The size of the community was never more than about thirty friars, and was suppressed by Henry VIII's agents in 1538. No one knows what happened to the friars, though another Austin friar, John Stone, was executed in Canterbury in 1539 for refusing to sign the Oath of Supremacy. He is now numbered among the forty Catholic Martyrs of England and Wales.

After the suppression of the Priory ownership of the buildings, goods, lands and revenues became the property of the Crown, and so passed into private ownership.

In 1865 the Irish Provincial appointed one of his young priests as parish priest of the newly formed parish of St. Monica's, Hoxton Square. This marked the first permanent Augustinian foundation in England since the reformation.
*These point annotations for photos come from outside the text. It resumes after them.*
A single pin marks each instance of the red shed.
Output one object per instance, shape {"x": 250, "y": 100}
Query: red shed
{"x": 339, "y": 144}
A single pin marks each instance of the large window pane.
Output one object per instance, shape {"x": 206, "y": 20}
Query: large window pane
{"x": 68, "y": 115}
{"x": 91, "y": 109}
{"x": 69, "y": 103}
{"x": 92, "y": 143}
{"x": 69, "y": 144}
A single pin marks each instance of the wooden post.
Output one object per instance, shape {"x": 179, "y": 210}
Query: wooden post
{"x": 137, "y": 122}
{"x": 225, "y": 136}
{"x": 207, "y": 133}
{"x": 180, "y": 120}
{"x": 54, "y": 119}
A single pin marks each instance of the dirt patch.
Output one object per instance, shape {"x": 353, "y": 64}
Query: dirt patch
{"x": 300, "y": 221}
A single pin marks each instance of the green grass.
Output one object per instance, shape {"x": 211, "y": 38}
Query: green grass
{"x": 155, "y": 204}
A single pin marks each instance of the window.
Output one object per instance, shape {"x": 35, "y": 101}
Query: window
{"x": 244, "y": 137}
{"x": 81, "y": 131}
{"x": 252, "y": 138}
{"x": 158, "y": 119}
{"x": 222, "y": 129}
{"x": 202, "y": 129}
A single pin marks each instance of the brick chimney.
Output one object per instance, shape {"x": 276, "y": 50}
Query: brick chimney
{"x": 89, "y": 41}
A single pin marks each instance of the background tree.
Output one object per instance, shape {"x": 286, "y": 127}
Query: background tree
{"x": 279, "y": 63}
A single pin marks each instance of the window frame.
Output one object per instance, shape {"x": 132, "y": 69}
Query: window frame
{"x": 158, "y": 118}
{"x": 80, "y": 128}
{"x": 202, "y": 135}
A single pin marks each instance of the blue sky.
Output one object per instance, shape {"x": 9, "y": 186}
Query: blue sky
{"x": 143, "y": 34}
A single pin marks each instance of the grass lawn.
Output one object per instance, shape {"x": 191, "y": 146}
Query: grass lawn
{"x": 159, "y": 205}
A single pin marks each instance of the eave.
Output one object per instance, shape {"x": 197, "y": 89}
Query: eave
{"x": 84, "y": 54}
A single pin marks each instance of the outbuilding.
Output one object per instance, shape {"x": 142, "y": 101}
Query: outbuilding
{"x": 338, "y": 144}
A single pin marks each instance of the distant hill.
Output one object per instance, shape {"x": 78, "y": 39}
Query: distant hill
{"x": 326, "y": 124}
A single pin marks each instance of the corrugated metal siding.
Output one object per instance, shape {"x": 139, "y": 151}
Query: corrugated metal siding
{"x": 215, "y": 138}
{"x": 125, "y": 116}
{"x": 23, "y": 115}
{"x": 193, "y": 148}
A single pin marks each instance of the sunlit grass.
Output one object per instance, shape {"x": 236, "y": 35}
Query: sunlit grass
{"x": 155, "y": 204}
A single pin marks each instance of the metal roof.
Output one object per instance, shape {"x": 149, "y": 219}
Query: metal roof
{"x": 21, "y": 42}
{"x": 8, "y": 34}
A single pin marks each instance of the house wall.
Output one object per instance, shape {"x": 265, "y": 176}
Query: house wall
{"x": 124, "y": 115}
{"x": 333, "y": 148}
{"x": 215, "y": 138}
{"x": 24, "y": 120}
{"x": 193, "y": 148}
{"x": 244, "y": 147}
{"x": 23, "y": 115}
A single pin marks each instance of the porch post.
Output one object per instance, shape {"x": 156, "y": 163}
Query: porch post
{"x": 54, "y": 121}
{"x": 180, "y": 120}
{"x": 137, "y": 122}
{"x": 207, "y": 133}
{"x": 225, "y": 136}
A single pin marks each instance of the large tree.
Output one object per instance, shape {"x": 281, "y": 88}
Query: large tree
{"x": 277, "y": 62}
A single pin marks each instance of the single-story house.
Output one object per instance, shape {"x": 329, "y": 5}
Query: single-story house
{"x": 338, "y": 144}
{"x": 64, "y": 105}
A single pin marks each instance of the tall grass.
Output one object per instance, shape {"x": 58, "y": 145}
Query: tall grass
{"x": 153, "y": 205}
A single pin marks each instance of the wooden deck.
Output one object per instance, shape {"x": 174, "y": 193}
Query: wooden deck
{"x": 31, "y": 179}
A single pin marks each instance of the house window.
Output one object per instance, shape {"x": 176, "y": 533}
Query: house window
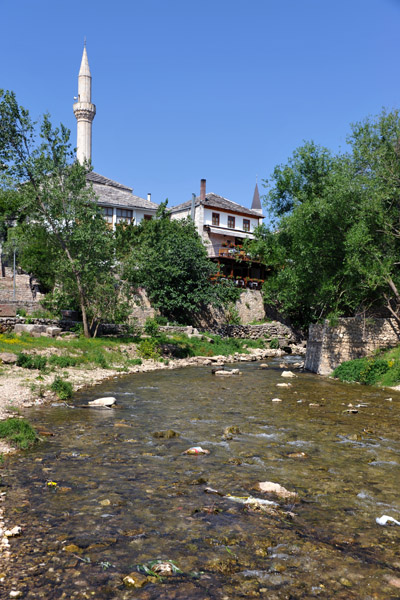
{"x": 231, "y": 222}
{"x": 107, "y": 213}
{"x": 124, "y": 215}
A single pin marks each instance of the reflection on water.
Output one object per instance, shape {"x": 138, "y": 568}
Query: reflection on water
{"x": 125, "y": 497}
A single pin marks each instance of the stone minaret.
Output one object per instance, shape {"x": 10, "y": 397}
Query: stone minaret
{"x": 84, "y": 111}
{"x": 256, "y": 205}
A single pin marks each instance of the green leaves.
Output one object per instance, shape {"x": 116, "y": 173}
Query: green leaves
{"x": 336, "y": 245}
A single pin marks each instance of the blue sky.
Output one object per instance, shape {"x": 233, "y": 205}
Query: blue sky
{"x": 223, "y": 89}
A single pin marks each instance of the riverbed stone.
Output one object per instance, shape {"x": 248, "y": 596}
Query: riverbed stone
{"x": 167, "y": 434}
{"x": 288, "y": 374}
{"x": 108, "y": 401}
{"x": 8, "y": 358}
{"x": 136, "y": 580}
{"x": 275, "y": 488}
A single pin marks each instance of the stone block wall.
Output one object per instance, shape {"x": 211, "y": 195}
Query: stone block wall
{"x": 350, "y": 338}
{"x": 26, "y": 290}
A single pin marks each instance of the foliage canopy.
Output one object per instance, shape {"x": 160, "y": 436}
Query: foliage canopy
{"x": 335, "y": 243}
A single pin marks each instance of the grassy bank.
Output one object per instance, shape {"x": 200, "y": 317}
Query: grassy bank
{"x": 48, "y": 354}
{"x": 382, "y": 369}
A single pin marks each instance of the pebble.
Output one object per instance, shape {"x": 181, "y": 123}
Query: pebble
{"x": 13, "y": 532}
{"x": 287, "y": 374}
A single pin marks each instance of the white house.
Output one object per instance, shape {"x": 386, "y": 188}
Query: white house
{"x": 223, "y": 225}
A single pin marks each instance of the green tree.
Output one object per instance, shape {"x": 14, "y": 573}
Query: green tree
{"x": 335, "y": 247}
{"x": 168, "y": 259}
{"x": 61, "y": 222}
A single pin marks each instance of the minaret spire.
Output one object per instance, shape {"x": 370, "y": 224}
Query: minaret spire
{"x": 256, "y": 205}
{"x": 84, "y": 111}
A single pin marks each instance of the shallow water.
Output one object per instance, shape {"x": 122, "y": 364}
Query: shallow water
{"x": 124, "y": 497}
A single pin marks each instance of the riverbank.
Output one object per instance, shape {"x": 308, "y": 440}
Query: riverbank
{"x": 22, "y": 388}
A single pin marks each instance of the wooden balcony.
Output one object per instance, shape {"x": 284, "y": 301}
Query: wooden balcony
{"x": 235, "y": 253}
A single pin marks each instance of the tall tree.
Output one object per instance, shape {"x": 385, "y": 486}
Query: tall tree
{"x": 336, "y": 244}
{"x": 168, "y": 258}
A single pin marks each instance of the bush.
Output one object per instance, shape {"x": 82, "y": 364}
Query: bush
{"x": 135, "y": 361}
{"x": 99, "y": 359}
{"x": 149, "y": 349}
{"x": 18, "y": 431}
{"x": 63, "y": 361}
{"x": 151, "y": 327}
{"x": 62, "y": 388}
{"x": 29, "y": 361}
{"x": 160, "y": 320}
{"x": 362, "y": 370}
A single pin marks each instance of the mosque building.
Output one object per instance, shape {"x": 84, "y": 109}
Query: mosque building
{"x": 117, "y": 201}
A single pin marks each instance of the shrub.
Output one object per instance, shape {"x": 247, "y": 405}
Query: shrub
{"x": 160, "y": 320}
{"x": 151, "y": 327}
{"x": 99, "y": 359}
{"x": 62, "y": 388}
{"x": 18, "y": 431}
{"x": 149, "y": 349}
{"x": 29, "y": 361}
{"x": 362, "y": 370}
{"x": 135, "y": 361}
{"x": 63, "y": 361}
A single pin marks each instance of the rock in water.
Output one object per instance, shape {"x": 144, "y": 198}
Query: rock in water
{"x": 287, "y": 374}
{"x": 196, "y": 450}
{"x": 227, "y": 372}
{"x": 135, "y": 580}
{"x": 110, "y": 401}
{"x": 275, "y": 488}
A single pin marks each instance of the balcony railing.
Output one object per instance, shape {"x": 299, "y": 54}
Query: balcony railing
{"x": 241, "y": 282}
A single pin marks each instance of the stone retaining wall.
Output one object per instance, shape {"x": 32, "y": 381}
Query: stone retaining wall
{"x": 271, "y": 330}
{"x": 351, "y": 338}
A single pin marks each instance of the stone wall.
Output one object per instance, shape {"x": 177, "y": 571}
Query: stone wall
{"x": 26, "y": 290}
{"x": 271, "y": 330}
{"x": 250, "y": 306}
{"x": 351, "y": 338}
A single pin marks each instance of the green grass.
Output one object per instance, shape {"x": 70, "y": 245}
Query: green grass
{"x": 18, "y": 432}
{"x": 382, "y": 369}
{"x": 62, "y": 388}
{"x": 109, "y": 352}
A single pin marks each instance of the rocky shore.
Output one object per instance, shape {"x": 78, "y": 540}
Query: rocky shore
{"x": 19, "y": 387}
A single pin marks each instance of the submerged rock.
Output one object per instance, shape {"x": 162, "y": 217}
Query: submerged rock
{"x": 167, "y": 434}
{"x": 275, "y": 488}
{"x": 8, "y": 358}
{"x": 226, "y": 372}
{"x": 13, "y": 532}
{"x": 287, "y": 374}
{"x": 109, "y": 401}
{"x": 136, "y": 580}
{"x": 196, "y": 450}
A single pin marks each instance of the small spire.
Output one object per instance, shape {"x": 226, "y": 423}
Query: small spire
{"x": 85, "y": 70}
{"x": 256, "y": 200}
The status of the English houses was that of a vice-province of the Irish province (the old English province was restored in 1977).

The family longest in possession of the estate was the Barnardistones, who were succeeded in it by a collateral branch, the Barkers.

The last member to occupy it as a private residence was the daughter of Sir George Digby Barker and the widow of Sir Henry May, Helena Augusta Victoria, who died in 1945. Before her death she and her children had decided that the conditions to be expected after the Second World War would make it impossible for the Priory and its grounds to be maintained as a family home; and Lady May Barker, though not a Catholic, was urgent in recommending that it should, if at all possible, be acquired again by its original owners, the Augustinian Friars.

History turned full circle when the Augustinians returned to Clare in 1953, thanks to the generosity of the May family who allowed the Order to purchase the house for only a fraction of its true value.

The present day priory community is made up of lay people and friars living a common life of prayer, work and friendship, which is open to those who wish to join them for a few days, or longer.